C’est le jour de Berkachou. Nos jeunes dînent chez eux pour que le secret ne soit pas divulgué ; ils partent ensuite vers le local qu’ils ont soigneusement choisi pour leurs préparatifs. Ils commencent par préparer leur « aqbuc » (festin) pour enfin déguiser le garçon de leur choix de façon à le rendre méconnaissable.

Ses organes sexuels sont mis en relief : il s’agit bien de la célébration du phallus, symbole de la fertilité, de la vie et de la reproduction. En guise de pénis, les organisateurs de la fête accrochent à leur ami un grand bâton d’où la dénomination « berkachou » (grand bâton).

Le phallus est considéré comme élément fécondant, d’où le recours à l’hypocoristique et au dimunitif /kaccu/ au lieu de /aqeccud/. À la place des testicules, deux aubergines ou autres légumes sont attachés entre les pieds de monsieur Garçon /abziz/.

Le costume étant achevé, le groupe forme un convoi précédé du déguisé et entouré de joueurs de tambours (doundoun) et de castagnettes (tiqerqarin). Il passe dans les rues de l’aghrem en répétant des chants fortement érotiques indéchiffrables : personne, à l’exception du choeur, n’arrive à décoder les chants de Berkachou même s’ils sont en langue du peuple (en tamazight).

Arrivé sur la grande place (tachraft) le héros, entouré des habitants d’aghrem dans un climat baigné de chants, de tambours et de castagnettes, s’amuse à exhiber ses organes sexuels (bâton) qu’il dirige vers ceux qu’il désire.
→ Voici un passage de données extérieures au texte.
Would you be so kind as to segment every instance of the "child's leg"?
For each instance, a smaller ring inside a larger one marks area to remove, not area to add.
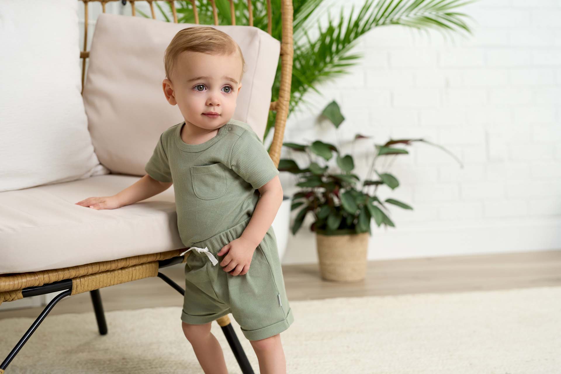
[[[261,374],[286,374],[286,359],[280,334],[250,343],[259,361]]]
[[[181,327],[205,374],[228,374],[222,348],[210,332],[211,324],[191,325],[182,321]]]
Tout lui est permis ce jour-là : il peut toucher aux filles, aux femmes…

Il ne s’agit quand même pas d’une orgie car, même si ce jour semble réservé à se libérer des carcans de la morale contraignante, des interdits et des tabous, les choses ne vont pas bien loin. La liberté accordée au jeune masqué à toucher ceux qu’il désire et à diriger son sexe en direction des vieux et des femmes est probablement la raison qui incite les organisateurs de la fête à ne pas dévoiler son nom au public.

Les citoyens fêtent ainsi Berkachou toute la nuit dans le chant, la musique, le rire et la danse. Vers la fin de la nuit, à une heure tardive, le groupe retourne vers son local pour manger et se reposer : c’est la fin de la fête.

Ce rite est encore célébré à Figuig mais il est très menacé de disparition. Il faut remarquer qu’il a déjà disparu à Figuig-d’en-bas (Zénaga) où seuls quelques vieux se souviennent l’avoir joué. À Figuig-d’en-haut il demeure encore chez les At Lamiz.

NB: Artcle paru in la revue Tifinagh N° 9 / 1996  p.p. 69-70.